Like Dropbox and Microsoft SkyDrive, Google Drive lets you store files online and sync documents across devices. While three services are direct competitors in some departments, each has its pown strengths and weaknesses.

Google Drive’s strength is close integration with the company’s online application suite. The programs are free web-based alternatives to the most popular Microsoft Office applications. Google sells a paid-for version to businesses as a low-cost Microsoft Office competitor.
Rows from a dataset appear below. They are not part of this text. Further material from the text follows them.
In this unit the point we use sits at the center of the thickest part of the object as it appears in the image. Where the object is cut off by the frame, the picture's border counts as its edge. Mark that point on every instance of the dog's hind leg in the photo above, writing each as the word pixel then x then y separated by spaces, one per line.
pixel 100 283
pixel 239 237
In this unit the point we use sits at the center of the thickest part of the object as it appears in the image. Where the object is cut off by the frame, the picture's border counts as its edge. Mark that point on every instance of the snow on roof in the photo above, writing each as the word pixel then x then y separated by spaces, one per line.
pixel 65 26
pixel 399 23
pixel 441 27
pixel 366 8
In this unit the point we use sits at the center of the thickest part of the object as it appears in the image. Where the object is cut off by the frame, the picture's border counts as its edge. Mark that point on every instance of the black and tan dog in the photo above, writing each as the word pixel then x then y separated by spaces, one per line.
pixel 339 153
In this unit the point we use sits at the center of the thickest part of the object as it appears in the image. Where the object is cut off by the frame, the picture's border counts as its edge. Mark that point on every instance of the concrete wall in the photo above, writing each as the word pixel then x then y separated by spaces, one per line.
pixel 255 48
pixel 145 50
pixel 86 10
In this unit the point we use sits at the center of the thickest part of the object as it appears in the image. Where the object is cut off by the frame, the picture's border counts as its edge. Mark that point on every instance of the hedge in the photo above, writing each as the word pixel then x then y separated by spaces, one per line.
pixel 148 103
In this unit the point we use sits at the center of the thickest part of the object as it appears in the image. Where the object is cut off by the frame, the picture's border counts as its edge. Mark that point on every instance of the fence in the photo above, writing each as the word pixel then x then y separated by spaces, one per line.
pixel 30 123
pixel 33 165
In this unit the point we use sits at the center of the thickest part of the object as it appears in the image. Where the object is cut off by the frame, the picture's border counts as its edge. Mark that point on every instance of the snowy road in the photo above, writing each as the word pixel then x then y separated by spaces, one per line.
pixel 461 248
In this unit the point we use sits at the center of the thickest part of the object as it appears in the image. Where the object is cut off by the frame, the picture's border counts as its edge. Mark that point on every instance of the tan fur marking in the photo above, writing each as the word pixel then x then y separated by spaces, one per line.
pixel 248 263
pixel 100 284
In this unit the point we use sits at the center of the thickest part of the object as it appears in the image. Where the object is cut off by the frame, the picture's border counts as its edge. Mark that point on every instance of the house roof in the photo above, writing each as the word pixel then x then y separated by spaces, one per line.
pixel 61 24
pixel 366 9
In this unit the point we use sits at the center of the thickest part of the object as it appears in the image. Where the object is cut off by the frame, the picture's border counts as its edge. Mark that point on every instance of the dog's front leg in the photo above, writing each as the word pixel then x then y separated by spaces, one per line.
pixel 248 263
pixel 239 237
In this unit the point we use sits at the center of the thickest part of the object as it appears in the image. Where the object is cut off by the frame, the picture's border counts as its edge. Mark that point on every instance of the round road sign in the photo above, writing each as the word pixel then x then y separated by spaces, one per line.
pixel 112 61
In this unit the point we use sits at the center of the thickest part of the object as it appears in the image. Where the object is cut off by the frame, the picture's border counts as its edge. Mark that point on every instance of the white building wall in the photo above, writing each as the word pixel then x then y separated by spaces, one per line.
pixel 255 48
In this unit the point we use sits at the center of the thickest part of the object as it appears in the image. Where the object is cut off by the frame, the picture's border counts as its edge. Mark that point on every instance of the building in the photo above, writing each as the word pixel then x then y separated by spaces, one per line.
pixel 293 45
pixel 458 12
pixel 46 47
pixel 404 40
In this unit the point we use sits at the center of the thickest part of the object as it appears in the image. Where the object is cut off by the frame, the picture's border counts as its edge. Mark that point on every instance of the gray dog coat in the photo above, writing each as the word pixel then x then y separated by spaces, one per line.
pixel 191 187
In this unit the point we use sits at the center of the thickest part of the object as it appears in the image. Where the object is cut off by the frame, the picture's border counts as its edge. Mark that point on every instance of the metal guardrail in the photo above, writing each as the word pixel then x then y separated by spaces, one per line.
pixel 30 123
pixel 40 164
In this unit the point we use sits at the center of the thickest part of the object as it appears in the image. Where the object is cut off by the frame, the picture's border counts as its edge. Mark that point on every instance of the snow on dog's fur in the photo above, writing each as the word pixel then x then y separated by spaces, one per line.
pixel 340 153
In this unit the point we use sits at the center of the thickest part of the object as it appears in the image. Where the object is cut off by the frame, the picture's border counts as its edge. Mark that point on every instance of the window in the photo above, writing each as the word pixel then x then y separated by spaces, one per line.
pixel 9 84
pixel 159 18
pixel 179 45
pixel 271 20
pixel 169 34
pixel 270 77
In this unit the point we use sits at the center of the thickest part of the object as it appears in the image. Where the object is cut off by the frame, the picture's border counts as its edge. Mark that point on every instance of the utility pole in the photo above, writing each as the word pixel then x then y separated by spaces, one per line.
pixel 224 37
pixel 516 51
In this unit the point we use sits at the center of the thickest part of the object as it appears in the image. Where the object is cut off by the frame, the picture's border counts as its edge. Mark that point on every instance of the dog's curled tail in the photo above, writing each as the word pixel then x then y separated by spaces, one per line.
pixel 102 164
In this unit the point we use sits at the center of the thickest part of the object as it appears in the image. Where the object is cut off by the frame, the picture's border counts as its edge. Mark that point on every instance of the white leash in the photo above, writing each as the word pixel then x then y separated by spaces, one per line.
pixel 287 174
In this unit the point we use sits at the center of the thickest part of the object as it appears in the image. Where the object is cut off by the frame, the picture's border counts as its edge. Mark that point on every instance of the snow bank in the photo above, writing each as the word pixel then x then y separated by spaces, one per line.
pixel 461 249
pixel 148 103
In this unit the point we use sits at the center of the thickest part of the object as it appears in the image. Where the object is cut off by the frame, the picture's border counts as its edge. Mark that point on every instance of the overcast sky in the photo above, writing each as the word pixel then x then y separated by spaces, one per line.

If you find Google’s applications meet your needs better than Microsoft Office, then Drive is your best choice for an online home base.

Great for collaboration

I use Google’s apps every day for one of my freelance journalism jobs. The apps are great for collaboration, but I run into problems when zooming small text to make it easier to read: the cursor gets out of sync with the characters on-screen.

For this reason, I go elsewhere for word processing when I don’t have to use Google Docs. Your mileage may differ.

All your Google Drive documents are always stored online in the cloud – you can get them from everywhere. Google uses proprietary document formats. In practice moving documents between the Google world and Microsoft Office or any other format is rarely a problem, although you may lose formatting along the way.

Microsoft gives you more free storage, 7GB compared with Google’s 5GB. Dropbox is more complicated, the basic free account is just 2GB, but thanks to special offers, I get 27GB – that’s plenty for my work needs, but not enough for music and movies. In all three cases you can buy more storage.

Best search

As you’d expect, Google beats Microsoft when it comes to searching through your documents to find something.

I find DropBox works best when moving between smartphone, tablet and desktop. SkyDrive is a close second. Google Drive is more clumsy. The mobile site is difficult to use and not responsive enough – even on an Android phone.

Keep in mind that you can use any combination of Google Drive, SkyDrive and DropBox features – choosing one doesn’t lock you out of the others.

2 thoughts on “How Google Drive compares with SkyDrive, Dropbox

  1. What do you think about Google’s announcement of no more free subscriptions? It limits the usefulness if you can no longer share a document to any collaborator and expect that they’ll work with it for free?